VentureBeat: It seems, as you said a moment ago, that smart home adoption is on the rise, perhaps driven in part by cheaper connected devices, like Philips’ recently announced Bluetooth-compatible Hue series. What are some of the other ways you’re making onboarding simpler for first-time buyers?
Smith: We’ve been working really hard on that for a while now, and one of the things we’re most excited about is this ability to have a zero-touch setup. Last year, we announced Wi-Fi Simple Setup, which lets you quickly configure Amazon Wi-Fi devices like the Amazon Smart Plug. Basically, you plug it in and then Alexa will say “Hey, I found your new device.” There’s no other setup necessary. We’re bringing that same experience to Bluetooth Low Energy light bulbs like the new Philips Hue products, and we’re really working to expand the usage of this technology broadly.

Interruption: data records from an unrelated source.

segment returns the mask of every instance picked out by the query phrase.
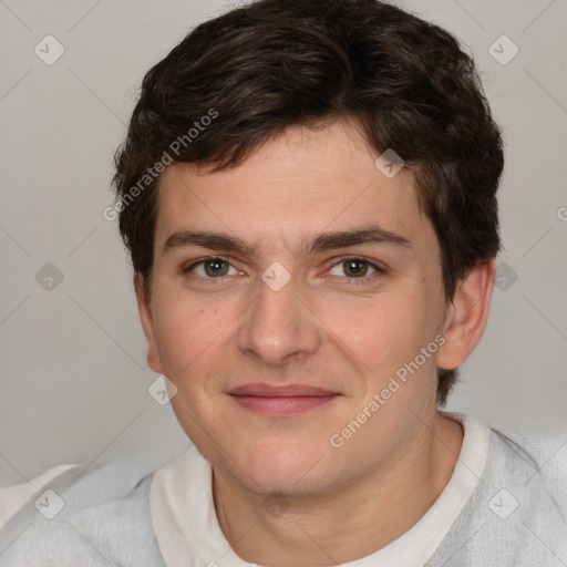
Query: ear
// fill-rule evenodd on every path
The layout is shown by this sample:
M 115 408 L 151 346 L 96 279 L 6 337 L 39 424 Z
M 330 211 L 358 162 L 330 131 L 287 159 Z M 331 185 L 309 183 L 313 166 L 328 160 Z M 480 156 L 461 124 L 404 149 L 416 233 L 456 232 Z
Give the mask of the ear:
M 445 317 L 445 342 L 439 350 L 439 368 L 460 367 L 478 344 L 488 320 L 494 265 L 494 258 L 482 262 L 458 282 Z
M 136 290 L 140 322 L 142 323 L 142 329 L 144 330 L 147 342 L 147 364 L 154 372 L 163 374 L 162 361 L 159 360 L 159 353 L 157 351 L 157 344 L 154 336 L 155 331 L 152 305 L 144 292 L 144 277 L 142 274 L 136 274 L 134 276 L 134 289 Z

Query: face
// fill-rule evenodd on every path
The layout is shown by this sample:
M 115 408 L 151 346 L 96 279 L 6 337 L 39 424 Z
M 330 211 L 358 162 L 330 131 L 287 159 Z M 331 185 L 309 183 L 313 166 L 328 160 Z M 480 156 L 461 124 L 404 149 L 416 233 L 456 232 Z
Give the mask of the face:
M 440 247 L 411 173 L 388 178 L 377 157 L 338 122 L 230 171 L 162 175 L 150 306 L 138 291 L 148 363 L 199 452 L 252 493 L 354 482 L 435 408 Z M 246 384 L 330 394 L 229 393 Z

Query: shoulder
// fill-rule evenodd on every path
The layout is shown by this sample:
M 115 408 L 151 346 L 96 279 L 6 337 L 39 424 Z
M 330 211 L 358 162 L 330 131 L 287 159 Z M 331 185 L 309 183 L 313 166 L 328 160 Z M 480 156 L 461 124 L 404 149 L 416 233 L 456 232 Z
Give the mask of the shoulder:
M 565 566 L 566 509 L 567 499 L 550 489 L 538 458 L 491 429 L 477 486 L 427 565 Z
M 0 566 L 164 567 L 150 518 L 152 478 L 120 462 L 65 470 L 0 532 Z

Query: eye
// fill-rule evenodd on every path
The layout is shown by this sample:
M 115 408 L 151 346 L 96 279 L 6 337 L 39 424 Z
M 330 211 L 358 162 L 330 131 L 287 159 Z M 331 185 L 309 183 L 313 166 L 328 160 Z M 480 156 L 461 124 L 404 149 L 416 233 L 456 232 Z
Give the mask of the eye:
M 230 269 L 233 269 L 233 272 L 230 272 Z M 183 268 L 183 272 L 194 272 L 198 277 L 206 279 L 220 279 L 238 274 L 236 268 L 231 266 L 228 260 L 219 256 L 212 256 L 209 258 L 204 258 L 203 260 L 196 261 L 190 266 Z
M 333 270 L 336 271 L 333 272 Z M 342 274 L 337 272 L 337 270 L 342 271 Z M 373 271 L 369 275 L 369 270 Z M 341 261 L 334 264 L 329 274 L 332 276 L 346 275 L 349 279 L 370 279 L 369 276 L 385 274 L 385 269 L 367 258 L 351 257 L 343 258 Z

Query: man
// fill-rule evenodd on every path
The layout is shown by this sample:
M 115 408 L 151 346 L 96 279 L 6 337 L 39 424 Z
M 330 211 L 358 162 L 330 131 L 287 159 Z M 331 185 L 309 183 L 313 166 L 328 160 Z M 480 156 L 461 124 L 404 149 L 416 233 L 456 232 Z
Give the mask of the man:
M 20 511 L 2 565 L 566 565 L 537 464 L 437 409 L 486 326 L 502 168 L 471 59 L 395 7 L 198 27 L 145 76 L 114 177 L 196 449 L 112 491 L 112 466 L 59 475 L 65 509 Z

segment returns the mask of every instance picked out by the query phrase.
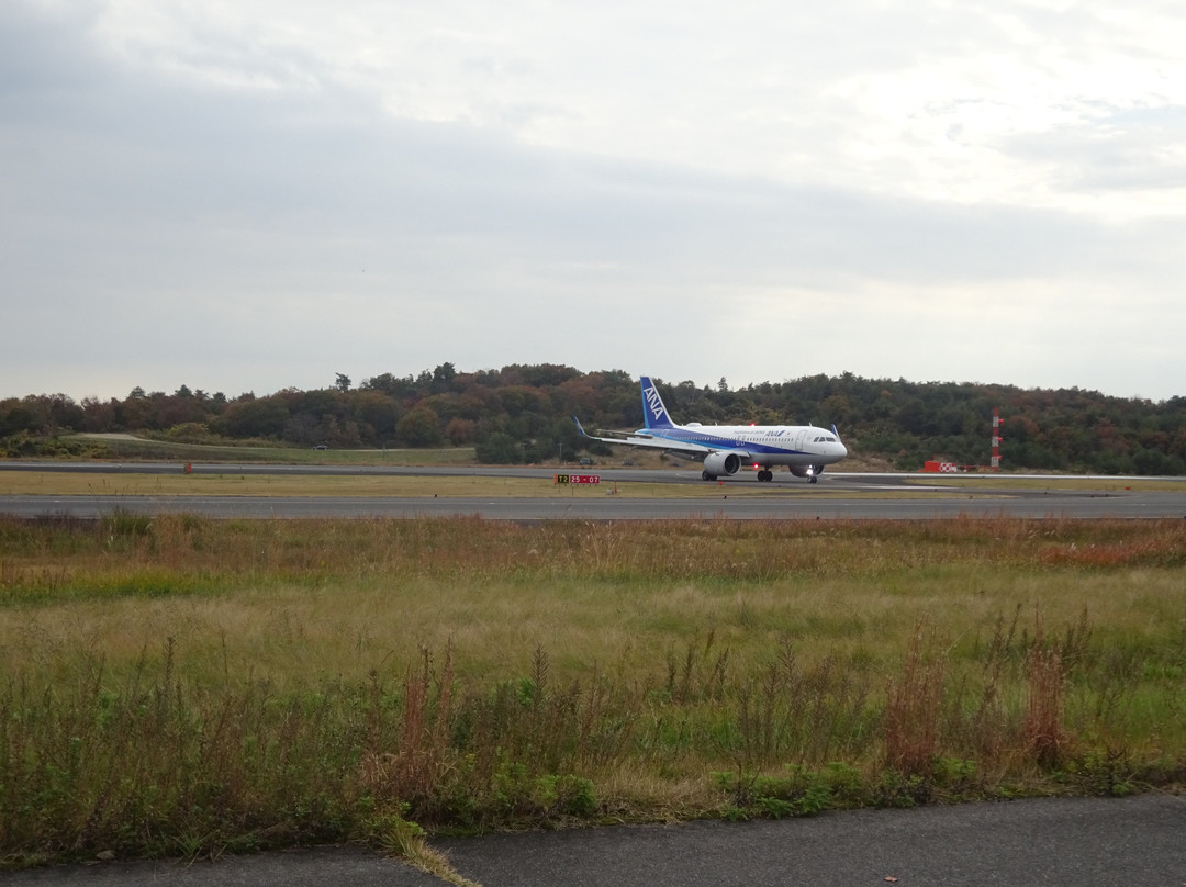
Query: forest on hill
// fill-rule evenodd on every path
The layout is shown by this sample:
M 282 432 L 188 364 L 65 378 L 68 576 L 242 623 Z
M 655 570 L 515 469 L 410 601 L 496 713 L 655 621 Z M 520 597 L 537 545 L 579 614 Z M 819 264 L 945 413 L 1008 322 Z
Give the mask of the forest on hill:
M 993 408 L 1003 420 L 1006 471 L 1186 474 L 1186 397 L 1154 403 L 1078 388 L 1044 390 L 954 382 L 804 376 L 731 389 L 656 384 L 678 422 L 806 425 L 840 429 L 854 457 L 903 471 L 937 458 L 987 465 Z M 82 452 L 69 434 L 125 432 L 189 444 L 229 441 L 333 448 L 472 446 L 483 462 L 608 457 L 586 428 L 643 425 L 638 381 L 621 370 L 509 365 L 459 372 L 444 363 L 417 376 L 383 374 L 333 384 L 227 397 L 181 385 L 127 397 L 28 395 L 0 401 L 0 455 Z M 619 455 L 624 451 L 619 448 Z

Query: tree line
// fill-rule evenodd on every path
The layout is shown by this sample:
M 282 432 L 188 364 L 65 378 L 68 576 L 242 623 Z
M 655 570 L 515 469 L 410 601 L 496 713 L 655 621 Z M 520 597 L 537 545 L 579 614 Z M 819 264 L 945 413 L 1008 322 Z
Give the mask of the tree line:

As for configuration post-setup, once you get a device talking to Alexa, we released a couple of features at the end of last year that help you do some of the other setup and context-gaining by voice that you might need to have a fully natural interaction with Alexa. We want customers to be able to do things like put their devices in rooms so that when they refer to one device in a set of several, Alexa targets the right device.
That’s why we rolled out last year a more contextually sensitive setup experience. If you say “Alexa, turn on the lights,” she can walk you through with voice setting up a room and putting lights in there. We’ve seen customers really take to this because it doesn’t get in the way of controlling the device for the first time.

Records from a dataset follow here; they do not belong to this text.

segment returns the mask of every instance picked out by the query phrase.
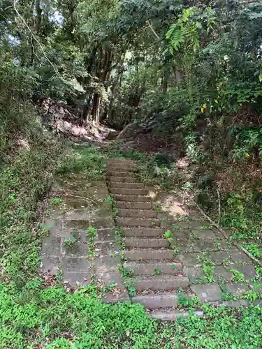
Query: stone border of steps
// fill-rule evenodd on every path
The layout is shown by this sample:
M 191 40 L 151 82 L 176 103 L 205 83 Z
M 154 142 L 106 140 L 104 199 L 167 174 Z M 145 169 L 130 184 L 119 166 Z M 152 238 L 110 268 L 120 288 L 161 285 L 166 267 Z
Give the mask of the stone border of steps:
M 210 223 L 192 217 L 191 220 L 177 221 L 175 224 L 166 221 L 163 223 L 157 218 L 147 191 L 136 176 L 135 163 L 121 160 L 110 160 L 109 163 L 111 163 L 108 165 L 107 185 L 118 210 L 115 224 L 121 228 L 126 248 L 122 251 L 126 259 L 122 261 L 122 265 L 132 271 L 132 276 L 126 279 L 125 282 L 131 280 L 138 291 L 136 295 L 131 297 L 131 302 L 143 304 L 153 318 L 162 321 L 173 321 L 178 317 L 189 315 L 188 310 L 180 309 L 179 306 L 181 288 L 183 297 L 191 299 L 198 296 L 201 303 L 209 302 L 217 306 L 221 304 L 231 307 L 247 306 L 248 302 L 245 300 L 222 302 L 221 290 L 217 283 L 190 284 L 188 276 L 198 272 L 199 268 L 196 268 L 195 264 L 193 267 L 184 264 L 183 258 L 174 255 L 168 241 L 163 237 L 165 230 L 174 225 L 184 234 L 205 226 L 208 230 L 205 232 L 199 231 L 196 234 L 199 246 L 201 247 L 204 241 L 208 245 L 208 242 L 213 244 L 219 234 L 209 228 Z M 207 235 L 208 240 L 205 240 Z M 182 236 L 183 237 L 183 234 Z M 179 237 L 177 242 L 180 243 Z M 185 254 L 190 255 L 189 258 L 192 260 L 195 258 L 191 252 L 183 253 L 184 256 Z M 219 267 L 222 268 L 217 267 Z M 235 296 L 241 288 L 247 290 L 247 286 L 244 286 L 231 284 Z M 196 309 L 194 313 L 204 316 L 201 309 Z

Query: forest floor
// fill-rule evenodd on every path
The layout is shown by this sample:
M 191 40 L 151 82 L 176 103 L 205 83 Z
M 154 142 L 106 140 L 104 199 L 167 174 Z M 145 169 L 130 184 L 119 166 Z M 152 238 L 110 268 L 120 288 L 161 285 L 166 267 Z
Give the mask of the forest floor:
M 261 346 L 257 266 L 184 198 L 148 186 L 145 159 L 88 145 L 65 159 L 24 256 L 34 276 L 0 283 L 1 347 Z

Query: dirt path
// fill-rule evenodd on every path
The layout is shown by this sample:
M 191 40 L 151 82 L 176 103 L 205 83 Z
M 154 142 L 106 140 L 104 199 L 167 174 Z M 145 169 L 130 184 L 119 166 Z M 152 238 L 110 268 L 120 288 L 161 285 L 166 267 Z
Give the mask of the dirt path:
M 248 306 L 241 297 L 252 289 L 252 261 L 199 215 L 175 219 L 161 211 L 137 171 L 133 161 L 110 160 L 99 181 L 82 174 L 57 179 L 52 196 L 62 204 L 48 212 L 43 271 L 61 273 L 68 288 L 104 285 L 105 302 L 131 299 L 163 320 L 187 315 L 178 305 L 186 309 L 196 295 Z

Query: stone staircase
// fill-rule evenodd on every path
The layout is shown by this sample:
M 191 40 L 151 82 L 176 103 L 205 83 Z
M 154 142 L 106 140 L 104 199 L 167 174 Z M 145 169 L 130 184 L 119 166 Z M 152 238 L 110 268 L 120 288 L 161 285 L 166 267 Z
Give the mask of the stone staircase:
M 148 309 L 173 308 L 177 302 L 177 291 L 188 288 L 189 279 L 163 237 L 161 221 L 136 172 L 133 161 L 108 163 L 109 192 L 115 195 L 116 222 L 124 237 L 124 267 L 132 271 L 138 293 L 132 301 Z
M 131 297 L 132 302 L 144 305 L 153 318 L 162 320 L 187 315 L 187 311 L 176 309 L 182 290 L 186 297 L 198 295 L 201 302 L 221 304 L 221 290 L 217 283 L 196 282 L 203 275 L 203 269 L 198 265 L 198 253 L 210 253 L 216 265 L 214 277 L 217 281 L 224 278 L 226 282 L 230 282 L 230 268 L 241 270 L 247 277 L 254 275 L 254 266 L 251 260 L 247 260 L 247 255 L 228 246 L 217 230 L 210 226 L 203 228 L 203 225 L 210 225 L 209 222 L 201 218 L 167 223 L 159 219 L 137 172 L 133 161 L 108 161 L 107 185 L 115 198 L 117 207 L 115 223 L 121 228 L 125 244 L 123 266 L 131 271 L 132 280 L 129 281 L 136 290 L 136 295 Z M 178 230 L 173 232 L 173 241 L 179 246 L 178 255 L 172 243 L 163 237 L 170 224 L 179 225 Z M 194 238 L 190 235 L 192 230 Z M 217 241 L 219 246 L 216 244 Z M 225 253 L 229 258 L 227 260 L 230 260 L 228 269 L 222 266 Z M 235 294 L 241 289 L 239 283 L 231 286 Z M 246 289 L 245 285 L 243 287 Z M 247 305 L 242 302 L 228 305 Z M 196 313 L 203 315 L 201 311 Z

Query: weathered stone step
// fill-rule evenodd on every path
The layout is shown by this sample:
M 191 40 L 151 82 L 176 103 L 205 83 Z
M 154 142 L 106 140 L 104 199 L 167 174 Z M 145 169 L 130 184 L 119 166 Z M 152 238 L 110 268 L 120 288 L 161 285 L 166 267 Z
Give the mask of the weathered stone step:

VentureBeat: I’m sure you have to account for different Alexa device form factors, right? I’m talking about an Echo Dot versus an Echo Show.
Smith: We think of it as a mesh among the different modalities — among the app, voice, and screen — because each has different strengths. Voice is really great when you’re trying to do something hands-free, but not great when you’re trying to do something quietly. That’s where we lean on screen-based interactions.
What we’re really excited about is ensuring that, as more diverse customers start to use Alexa, we’re keeping up with their needs and not looking backward and saying “OK, how do we teach these customers the sort of patterns of the past?” Instead, we’re using technology like machine learning to look forward and learn from them.
The key is using the technique that’s right for the type of problem, whether it’s examining a behavioral pattern or trying to establish semantic similarity with ground truths, and then tuning a meta-model that takes those individual signals into account, producing a user experience that’s helpful instead of one that makes assumptions.